FIFA has banned `One Love’ captain’s armband to be worn by seven European teams during the football World Cup.
English and Welsh footballing associations had sought urgent clarification from FIFA over the use of “One Love” armbands, which they had planned to wear throughout their fixtures.
The international football governing body has said that those who wear the armband – which was never officially sanctioned by FIFA – would run the risk of an on-field “sporting sanction”.
FA chief executive Mark Bullingham told BBC Radio 4 on Monday that if Harry Kane will be booked for wearing the One Love armband, England will have to see if there is “another way to show our values”.
It is not yet clear how English captain Harry Kane will respond to the ban.
The New Arab reported that the dispute has divided England fans – some of whom see the armband as an important symbol of solidarity, while others regard it as patronizing double standards.
FIFA has offered several compromise slogans – including “Football unites the world” and “Share the meal,” among other messages – and are partnering with the UN on social campaigns throughout the World Cup.
Countries across Europe have pledged to keep wearing the armbands, regardless of what on-field punishment FIFA may hand out to players that wear them.

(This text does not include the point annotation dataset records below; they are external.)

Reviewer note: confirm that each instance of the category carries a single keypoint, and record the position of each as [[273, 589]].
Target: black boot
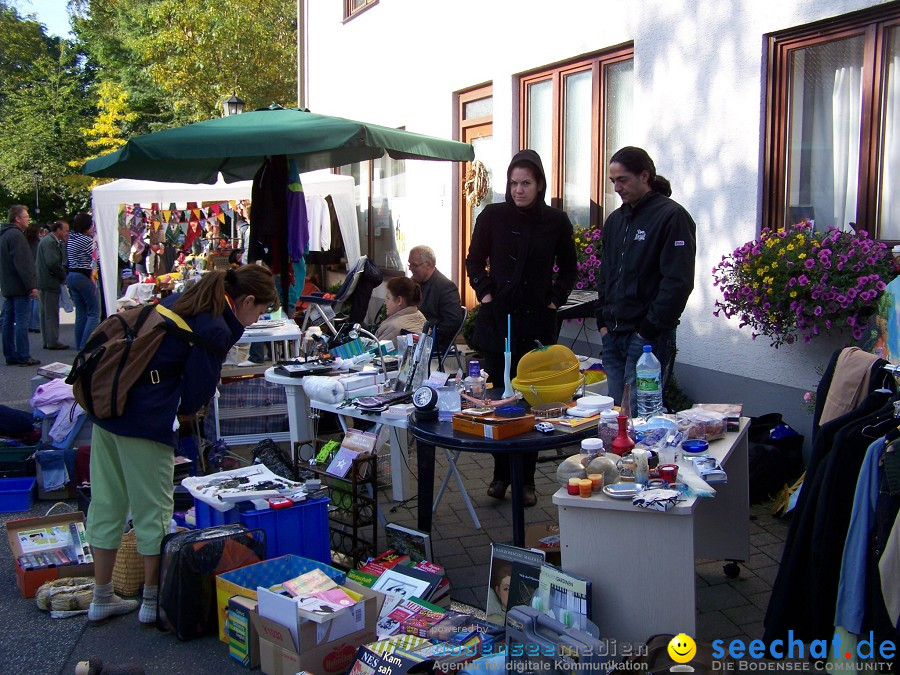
[[497, 489]]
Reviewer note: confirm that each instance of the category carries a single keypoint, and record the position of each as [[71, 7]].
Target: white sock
[[148, 606]]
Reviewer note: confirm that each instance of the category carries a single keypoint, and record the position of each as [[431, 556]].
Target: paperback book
[[513, 580], [565, 596], [398, 587]]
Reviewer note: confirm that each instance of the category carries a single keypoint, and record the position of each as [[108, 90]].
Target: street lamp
[[37, 184], [232, 105]]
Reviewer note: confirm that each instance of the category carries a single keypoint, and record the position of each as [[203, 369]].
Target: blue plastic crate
[[301, 529], [17, 494]]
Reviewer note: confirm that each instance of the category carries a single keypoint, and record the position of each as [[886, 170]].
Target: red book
[[385, 561]]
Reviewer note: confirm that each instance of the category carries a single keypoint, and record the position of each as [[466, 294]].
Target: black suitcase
[[189, 563]]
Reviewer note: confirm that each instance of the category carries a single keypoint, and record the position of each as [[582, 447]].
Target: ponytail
[[208, 294]]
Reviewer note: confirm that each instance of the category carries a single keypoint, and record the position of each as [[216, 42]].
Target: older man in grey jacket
[[18, 284], [51, 274]]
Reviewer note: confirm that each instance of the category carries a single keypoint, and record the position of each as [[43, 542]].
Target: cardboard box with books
[[47, 548], [496, 428], [289, 643]]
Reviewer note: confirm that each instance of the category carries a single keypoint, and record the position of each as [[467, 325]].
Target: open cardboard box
[[289, 644], [29, 581]]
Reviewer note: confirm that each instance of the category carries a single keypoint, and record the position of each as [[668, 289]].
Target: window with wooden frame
[[354, 7], [833, 124], [575, 116]]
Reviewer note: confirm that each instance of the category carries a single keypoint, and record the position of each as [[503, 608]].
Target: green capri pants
[[130, 472]]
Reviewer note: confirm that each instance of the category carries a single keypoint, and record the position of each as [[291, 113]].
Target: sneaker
[[100, 613]]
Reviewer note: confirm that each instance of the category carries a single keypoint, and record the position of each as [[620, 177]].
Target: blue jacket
[[151, 408]]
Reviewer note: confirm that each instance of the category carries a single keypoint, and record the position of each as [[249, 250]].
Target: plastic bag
[[65, 300]]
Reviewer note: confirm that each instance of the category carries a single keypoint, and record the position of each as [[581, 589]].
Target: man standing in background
[[51, 274], [440, 296], [19, 285]]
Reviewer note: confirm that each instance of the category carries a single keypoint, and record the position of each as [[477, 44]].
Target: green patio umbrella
[[236, 146]]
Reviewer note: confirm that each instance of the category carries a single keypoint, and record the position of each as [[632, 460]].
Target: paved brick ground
[[727, 608]]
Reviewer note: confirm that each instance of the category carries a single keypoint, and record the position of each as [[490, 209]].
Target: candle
[[585, 487]]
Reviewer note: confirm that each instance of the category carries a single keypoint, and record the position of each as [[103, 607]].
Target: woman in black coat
[[515, 247]]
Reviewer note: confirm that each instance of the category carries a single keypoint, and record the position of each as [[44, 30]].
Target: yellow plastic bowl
[[546, 359], [546, 377], [536, 394]]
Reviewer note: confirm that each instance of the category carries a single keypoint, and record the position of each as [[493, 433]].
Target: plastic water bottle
[[474, 383], [649, 384]]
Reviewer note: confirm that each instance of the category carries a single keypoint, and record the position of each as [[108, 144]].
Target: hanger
[[890, 425]]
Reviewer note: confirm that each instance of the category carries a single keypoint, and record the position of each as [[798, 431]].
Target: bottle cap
[[592, 445]]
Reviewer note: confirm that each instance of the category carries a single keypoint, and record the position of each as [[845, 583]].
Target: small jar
[[608, 427], [585, 487], [592, 446]]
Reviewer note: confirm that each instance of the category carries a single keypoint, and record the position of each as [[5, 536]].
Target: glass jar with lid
[[608, 427]]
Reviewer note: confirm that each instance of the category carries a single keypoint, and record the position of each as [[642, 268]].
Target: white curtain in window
[[577, 148], [826, 101], [890, 173], [540, 127], [618, 130], [847, 110]]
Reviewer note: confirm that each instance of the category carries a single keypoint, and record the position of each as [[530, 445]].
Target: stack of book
[[318, 597], [417, 594], [54, 546]]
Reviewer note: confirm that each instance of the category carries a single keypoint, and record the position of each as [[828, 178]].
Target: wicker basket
[[128, 573]]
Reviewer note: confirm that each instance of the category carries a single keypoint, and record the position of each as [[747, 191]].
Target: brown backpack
[[118, 353]]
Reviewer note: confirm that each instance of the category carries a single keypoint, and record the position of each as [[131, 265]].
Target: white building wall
[[699, 106]]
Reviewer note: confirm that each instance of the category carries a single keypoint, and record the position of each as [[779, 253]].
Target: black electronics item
[[426, 415], [538, 643], [425, 398], [383, 400], [297, 369]]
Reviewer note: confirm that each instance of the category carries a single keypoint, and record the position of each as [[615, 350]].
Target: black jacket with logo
[[512, 256], [647, 268]]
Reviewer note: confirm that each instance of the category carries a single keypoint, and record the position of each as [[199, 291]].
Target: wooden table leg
[[425, 459], [518, 506]]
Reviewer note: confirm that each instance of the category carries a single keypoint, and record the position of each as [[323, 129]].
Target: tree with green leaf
[[185, 56], [110, 130], [42, 121]]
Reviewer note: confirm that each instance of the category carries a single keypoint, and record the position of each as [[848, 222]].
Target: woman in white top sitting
[[401, 300]]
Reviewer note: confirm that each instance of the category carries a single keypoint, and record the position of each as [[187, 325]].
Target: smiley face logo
[[682, 648]]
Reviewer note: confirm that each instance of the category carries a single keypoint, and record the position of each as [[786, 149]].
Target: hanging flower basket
[[796, 283]]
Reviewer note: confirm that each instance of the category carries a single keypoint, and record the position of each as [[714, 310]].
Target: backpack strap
[[183, 330], [174, 318]]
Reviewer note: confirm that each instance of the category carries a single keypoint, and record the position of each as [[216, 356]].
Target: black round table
[[430, 435]]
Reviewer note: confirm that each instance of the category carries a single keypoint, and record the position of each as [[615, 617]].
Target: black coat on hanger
[[805, 591]]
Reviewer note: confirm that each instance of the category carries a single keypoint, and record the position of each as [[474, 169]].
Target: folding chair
[[452, 470], [452, 348], [360, 281]]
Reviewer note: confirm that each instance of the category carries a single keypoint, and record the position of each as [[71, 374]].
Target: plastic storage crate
[[17, 494], [301, 529]]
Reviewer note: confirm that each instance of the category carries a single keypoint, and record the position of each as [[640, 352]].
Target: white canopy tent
[[106, 201]]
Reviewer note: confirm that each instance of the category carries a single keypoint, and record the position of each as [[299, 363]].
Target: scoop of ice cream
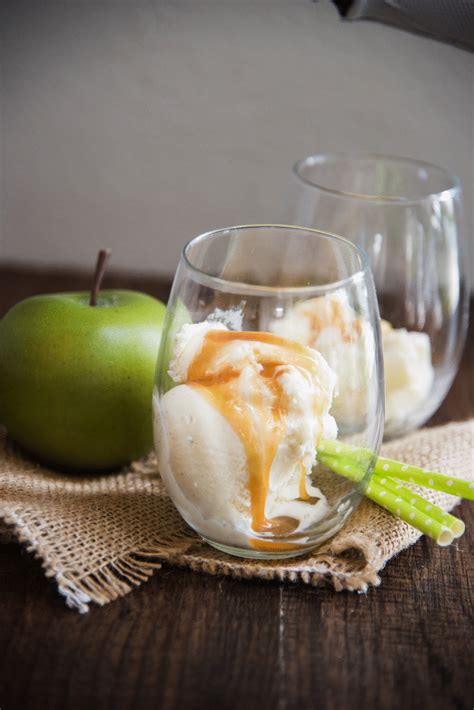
[[329, 325], [408, 371], [237, 436]]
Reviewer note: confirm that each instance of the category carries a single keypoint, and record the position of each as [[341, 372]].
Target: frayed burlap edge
[[40, 503]]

German captain Manuel Neuer stated he will continue to wear a “OneLove” armband.
“Other European nations are wearing (the armband) and it is good we are doing it together,” Neuer said on Saturday.
Dutch captain Virgil Van Dijk was less certain, however. “If I will get a yellow card for wearing it then we would have to discuss it because I don’t like to play while being on a yellow [card],” he said.
The World Cup hosts have long argued that Qatar has been singled out for unfair criticism over human rights and LGBT issues, calling out “double standards” compared to other sporting events around the world.